Pluto mission years in making



In 1989, the Pluto lobbying effort began.
Scripps Howard
Pushed by as much rocket power as humanity can deliver, NASA's New Horizons spacecraft bound for Pluto and the Kuiper Belt will be the fastest thing ever launched.
But the real engine behind New Horizons, scheduled for launch today from Cape Canaveral, Fla., is planetary scientist Alan Stern. The 48-year-old founder of the Southwest Research Institute's office in Boulder, Colo., is leading the $700 million mission.
Although personally incapable of propelling a 1,054-pound, piano-sized spacecraft to a speed of 36,000 mph, Stern has been described by more than one colleague as a "force of nature."
But he is mortal and has been swamped with technical meetings, government briefings and relentless press requests.

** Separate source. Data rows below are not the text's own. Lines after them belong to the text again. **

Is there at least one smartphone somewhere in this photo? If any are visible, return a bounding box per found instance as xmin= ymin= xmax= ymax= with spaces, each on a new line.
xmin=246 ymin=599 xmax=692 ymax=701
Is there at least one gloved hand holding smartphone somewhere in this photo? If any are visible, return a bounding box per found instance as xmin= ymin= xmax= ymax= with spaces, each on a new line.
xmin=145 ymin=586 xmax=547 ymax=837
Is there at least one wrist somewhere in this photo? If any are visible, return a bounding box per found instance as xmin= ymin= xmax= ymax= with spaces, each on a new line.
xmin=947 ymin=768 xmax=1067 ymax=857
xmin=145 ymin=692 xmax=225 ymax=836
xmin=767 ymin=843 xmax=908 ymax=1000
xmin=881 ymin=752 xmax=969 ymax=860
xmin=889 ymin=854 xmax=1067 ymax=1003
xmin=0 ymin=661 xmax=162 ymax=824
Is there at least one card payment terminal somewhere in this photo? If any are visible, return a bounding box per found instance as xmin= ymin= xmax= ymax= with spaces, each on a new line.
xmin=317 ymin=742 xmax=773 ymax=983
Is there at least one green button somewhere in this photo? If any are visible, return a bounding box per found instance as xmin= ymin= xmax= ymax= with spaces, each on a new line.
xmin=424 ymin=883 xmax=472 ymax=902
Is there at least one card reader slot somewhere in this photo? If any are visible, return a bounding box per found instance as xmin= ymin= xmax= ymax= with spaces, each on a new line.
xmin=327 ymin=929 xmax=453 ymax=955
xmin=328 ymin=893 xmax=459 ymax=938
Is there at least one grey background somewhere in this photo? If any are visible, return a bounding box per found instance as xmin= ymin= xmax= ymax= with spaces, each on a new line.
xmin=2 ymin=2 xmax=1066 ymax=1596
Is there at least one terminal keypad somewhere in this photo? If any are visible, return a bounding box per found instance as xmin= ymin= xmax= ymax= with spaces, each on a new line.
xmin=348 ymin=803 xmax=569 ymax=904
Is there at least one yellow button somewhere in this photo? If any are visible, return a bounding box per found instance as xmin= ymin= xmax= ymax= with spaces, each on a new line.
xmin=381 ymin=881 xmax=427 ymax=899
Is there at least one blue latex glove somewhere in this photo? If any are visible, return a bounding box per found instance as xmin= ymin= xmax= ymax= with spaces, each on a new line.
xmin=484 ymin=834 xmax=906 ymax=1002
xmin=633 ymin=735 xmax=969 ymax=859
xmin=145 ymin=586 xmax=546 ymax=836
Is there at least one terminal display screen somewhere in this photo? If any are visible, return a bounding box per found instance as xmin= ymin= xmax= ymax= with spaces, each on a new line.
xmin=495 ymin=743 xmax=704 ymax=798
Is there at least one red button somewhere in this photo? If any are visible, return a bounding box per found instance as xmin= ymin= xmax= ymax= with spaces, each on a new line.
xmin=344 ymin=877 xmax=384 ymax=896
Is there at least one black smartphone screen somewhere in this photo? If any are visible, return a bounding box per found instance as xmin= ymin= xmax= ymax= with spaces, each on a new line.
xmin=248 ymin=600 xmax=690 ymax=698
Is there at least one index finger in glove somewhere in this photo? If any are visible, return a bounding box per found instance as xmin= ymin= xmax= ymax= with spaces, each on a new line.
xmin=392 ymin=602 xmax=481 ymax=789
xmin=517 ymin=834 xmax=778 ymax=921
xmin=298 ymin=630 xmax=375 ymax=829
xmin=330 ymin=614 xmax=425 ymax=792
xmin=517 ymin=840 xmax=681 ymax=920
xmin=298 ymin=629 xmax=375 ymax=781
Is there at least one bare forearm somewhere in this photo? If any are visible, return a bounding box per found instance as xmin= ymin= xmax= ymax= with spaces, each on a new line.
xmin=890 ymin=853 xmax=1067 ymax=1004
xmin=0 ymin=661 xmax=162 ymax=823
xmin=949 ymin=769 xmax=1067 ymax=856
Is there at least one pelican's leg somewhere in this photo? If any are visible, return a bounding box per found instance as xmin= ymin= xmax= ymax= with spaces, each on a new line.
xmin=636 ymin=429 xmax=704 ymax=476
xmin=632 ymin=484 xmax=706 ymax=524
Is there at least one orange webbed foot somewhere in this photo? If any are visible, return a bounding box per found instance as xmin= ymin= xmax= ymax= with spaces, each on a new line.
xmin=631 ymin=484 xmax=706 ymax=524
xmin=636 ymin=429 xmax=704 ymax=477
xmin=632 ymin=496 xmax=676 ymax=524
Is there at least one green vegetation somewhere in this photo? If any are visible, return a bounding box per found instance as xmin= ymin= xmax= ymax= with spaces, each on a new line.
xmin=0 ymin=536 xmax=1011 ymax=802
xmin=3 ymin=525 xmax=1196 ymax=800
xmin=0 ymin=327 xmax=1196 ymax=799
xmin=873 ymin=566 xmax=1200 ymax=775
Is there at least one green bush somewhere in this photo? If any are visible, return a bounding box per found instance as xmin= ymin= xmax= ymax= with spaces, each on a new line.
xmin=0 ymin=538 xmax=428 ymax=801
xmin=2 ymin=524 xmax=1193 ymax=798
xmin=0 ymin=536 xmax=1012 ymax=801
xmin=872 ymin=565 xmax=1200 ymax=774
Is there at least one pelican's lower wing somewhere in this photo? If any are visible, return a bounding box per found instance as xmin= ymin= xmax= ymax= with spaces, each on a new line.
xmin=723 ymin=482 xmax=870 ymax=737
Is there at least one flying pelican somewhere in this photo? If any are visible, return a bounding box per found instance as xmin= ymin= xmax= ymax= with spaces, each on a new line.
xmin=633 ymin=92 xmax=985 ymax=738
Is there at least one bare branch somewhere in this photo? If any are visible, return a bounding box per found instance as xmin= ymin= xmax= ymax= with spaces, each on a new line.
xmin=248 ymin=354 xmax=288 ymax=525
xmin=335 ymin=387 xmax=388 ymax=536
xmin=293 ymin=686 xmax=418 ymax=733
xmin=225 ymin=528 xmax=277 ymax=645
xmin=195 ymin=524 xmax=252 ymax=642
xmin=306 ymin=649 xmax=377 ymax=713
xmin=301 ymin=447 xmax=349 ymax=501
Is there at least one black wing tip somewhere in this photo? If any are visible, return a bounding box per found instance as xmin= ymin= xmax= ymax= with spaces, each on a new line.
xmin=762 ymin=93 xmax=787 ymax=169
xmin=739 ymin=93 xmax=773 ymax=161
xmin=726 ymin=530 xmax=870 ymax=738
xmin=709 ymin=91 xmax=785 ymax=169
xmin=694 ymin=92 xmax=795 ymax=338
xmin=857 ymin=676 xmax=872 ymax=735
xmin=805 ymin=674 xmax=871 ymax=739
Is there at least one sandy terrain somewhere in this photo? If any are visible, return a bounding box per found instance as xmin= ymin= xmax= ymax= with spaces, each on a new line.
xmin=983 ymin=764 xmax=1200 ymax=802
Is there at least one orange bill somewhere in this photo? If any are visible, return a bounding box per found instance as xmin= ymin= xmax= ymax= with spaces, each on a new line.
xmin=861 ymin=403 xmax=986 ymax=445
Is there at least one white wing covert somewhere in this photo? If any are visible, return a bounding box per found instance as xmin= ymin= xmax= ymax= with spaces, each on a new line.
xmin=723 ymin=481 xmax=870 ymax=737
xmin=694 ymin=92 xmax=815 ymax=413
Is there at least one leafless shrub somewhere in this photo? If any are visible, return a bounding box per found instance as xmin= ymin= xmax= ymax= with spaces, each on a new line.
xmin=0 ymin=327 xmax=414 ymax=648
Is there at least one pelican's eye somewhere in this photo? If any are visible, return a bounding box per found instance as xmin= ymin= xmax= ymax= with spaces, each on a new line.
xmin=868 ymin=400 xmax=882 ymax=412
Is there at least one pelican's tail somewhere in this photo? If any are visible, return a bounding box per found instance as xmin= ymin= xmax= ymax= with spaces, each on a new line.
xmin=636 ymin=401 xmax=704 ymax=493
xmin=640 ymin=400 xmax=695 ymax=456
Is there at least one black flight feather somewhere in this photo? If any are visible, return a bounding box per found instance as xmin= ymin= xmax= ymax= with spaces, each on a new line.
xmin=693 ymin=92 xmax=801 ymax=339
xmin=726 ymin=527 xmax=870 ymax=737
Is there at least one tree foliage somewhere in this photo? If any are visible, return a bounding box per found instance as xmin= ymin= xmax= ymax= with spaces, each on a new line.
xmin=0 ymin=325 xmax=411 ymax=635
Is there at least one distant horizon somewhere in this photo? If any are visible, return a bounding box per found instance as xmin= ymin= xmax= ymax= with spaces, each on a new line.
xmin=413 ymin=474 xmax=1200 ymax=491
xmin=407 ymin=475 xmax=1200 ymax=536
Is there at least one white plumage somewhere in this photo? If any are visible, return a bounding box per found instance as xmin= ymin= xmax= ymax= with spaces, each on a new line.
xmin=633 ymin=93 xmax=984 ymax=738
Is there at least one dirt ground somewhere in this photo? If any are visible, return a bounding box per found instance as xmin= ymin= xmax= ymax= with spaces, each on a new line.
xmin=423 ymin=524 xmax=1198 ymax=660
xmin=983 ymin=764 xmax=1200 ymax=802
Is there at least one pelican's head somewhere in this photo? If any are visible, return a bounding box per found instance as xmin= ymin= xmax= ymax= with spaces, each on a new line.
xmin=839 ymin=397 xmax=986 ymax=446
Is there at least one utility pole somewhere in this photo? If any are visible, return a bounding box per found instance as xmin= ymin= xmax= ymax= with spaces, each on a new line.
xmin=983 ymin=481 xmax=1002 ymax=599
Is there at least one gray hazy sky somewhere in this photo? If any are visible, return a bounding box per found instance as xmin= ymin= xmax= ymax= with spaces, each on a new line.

"Nothing in my life remotely parallels this, though I've been in the space business for a long time and involved in a lot of launches," Stern said.
Began his push
Stern was 32 and had just earned his Ph.D. from the University of Colorado when he began pushing for a mission to the solar system's last unexplored frontier. He will be 62 by the time New Horizons finishes its planned Kuiper Belt observations.
It all began in 1989, when he and other scientists launched their Pluto lobbying effort in an Italian restaurant in Baltimore. They called themselves the "Pluto Underground."
Stern went on to chair an official NASA working group on outer planets in the early-1990s. He was heavily involved with several canceled Pluto missions -- Pluto 350, Pluto Fast Flyby, Pluto Express -- before New Horizons finally stuck.
Years of effort by Stern and others laid the groundwork. But a NASA-commissioned study in 2002 proved to be the tipping point. It put exploration of Pluto and the Kuiper Belt atop the list of planetary mission priorities for the next decade.
Viewed as outlier
Pluto, discovered in 1930 by Clyde Tombaugh, was once viewed as an outlier in more than the literal sense.
The planet, just two-thirds the size of Earth's moon and with about 1/500th the mass of Earth, orbits between 30 and 50 times farther from the sun than Earth. Pluto's 248-year loop is tilted 17 degrees from the orbital plane shared by the other planets.
It perpetually faces its major moon Charon, half Pluto's size, as if in a permanent waltz, enough so that they are considered binary planets. Stern and Boulder colleagues recently announced their discovery of two new tiny Pluto moons.
Pluto is so small and distant that observing it from Earth is like looking at a grain of sand from a kilometer away, or counting spots on a soccer ball from 375 miles away, Stern wrote in his 1998 book "Pluto and Charon." Images of Pluto, even from the Hubble Space Telescope, are hopelessly pixilated.
But Pluto is not an oddball. Rather, it represents a vast scattering of frozen objects called the Kuiper Belt, theorized by Gerard Kuiper in the 1950s and discovered in 1992.
The Kuiper Belt contains perhaps 100,000 objects of 60-mile diameter or greater, including at least one, 2003 UB313, larger than Pluto.
New Horizons, built by the Applied Physics Laboratory at Johns Hopkins University in Laurel, Md., must travel for at least nine years before it can deliver news from Pluto across a gulf so vast it takes light more than four hours to cross.
Data will arrive via NASA's Deep Space Network to mission operations at the Applied Physics Laboratory.